Automatic Alignment of Discourse Relations of Different Discourse Annotation Frameworks
Yingxue Fu
TL;DR
This work addresses cross-framework discourse relation mapping between RST-DT and PDTB, where segmentation and inventory differences hinder interoperability. It introduces a fully automatic label-embedding framework based on label-anchored contrastive learning that jointly learns input representations and label embeddings using four losses $\mathcal{L}_{ICL}$, $\mathcal{L}_{LCL}$, $\mathcal{L}_{LEC}$, and $\mathcal{L}_{ICE}$, with inference by cosine similarity $\Phi$ between $\mathbf{E}_{X_i}$ and label embeddings. Experiments on RST-DT and PDTB 3.0 demonstrate meaningful cross-framework mappings, with data augmentation and label-encoder choices affecting performance; PDTB explicit relations are more reliably aligned than implicit ones. The approach yields competitive intrinsic and extrinsic alignment results, enabling interoperable discourse corpora and offering a path to extending alignment to other label inventories and frameworks.
Abstract
Existing discourse corpora are annotated based on different frameworks, which show significant dissimilarities in definitions of arguments and relations and structural constraints. Despite surface differences, these frameworks share basic understandings of discourse relations.

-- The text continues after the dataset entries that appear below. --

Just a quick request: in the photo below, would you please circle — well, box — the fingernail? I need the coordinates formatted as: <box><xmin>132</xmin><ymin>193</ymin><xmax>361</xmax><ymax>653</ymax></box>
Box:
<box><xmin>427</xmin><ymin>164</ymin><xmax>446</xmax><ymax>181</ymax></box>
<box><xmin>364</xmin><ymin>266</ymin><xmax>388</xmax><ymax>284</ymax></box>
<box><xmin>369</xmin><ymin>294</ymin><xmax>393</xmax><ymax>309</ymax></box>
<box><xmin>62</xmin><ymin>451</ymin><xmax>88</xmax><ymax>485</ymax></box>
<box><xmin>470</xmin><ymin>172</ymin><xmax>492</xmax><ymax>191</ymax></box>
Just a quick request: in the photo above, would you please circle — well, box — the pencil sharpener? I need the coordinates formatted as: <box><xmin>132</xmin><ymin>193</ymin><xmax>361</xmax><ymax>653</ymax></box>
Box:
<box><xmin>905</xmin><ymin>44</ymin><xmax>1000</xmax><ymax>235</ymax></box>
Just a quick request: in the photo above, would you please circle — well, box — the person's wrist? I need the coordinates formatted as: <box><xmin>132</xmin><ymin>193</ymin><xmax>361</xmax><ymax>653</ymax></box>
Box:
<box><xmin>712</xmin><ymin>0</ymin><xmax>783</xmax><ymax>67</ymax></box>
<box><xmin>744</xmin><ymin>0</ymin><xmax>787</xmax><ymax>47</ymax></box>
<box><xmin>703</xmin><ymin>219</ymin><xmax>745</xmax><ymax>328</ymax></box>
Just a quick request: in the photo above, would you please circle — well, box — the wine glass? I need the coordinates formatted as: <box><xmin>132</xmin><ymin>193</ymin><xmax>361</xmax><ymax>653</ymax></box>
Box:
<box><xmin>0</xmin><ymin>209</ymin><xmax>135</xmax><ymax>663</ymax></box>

The relationship between these frameworks has been an open research question, especially the correlation between relation inventories utilized in different frameworks. Better understanding of this question is helpful for integrating discourse theories and enabling interoperability of discourse corpora annotated under different frameworks. However, studies that explore correlations between discourse relation inventories are hindered by different criteria of discourse segmentation, and expert knowledge and manual examination are typically needed. Some semi-automatic methods have been proposed, but they rely on corpora annotated in multiple frameworks in parallel. In this paper, we introduce a fully automatic approach to address the challenges. Specifically, we extend the label-anchored contrastive learning method introduced by Zhang et al. (2022b) to learn label embeddings during a classification task. These embeddings are then utilized to map discourse relations from different frameworks. We show experimental results on RST-DT (Carlson et al., 2001) and PDTB 3.0 (Prasad et al., 2018).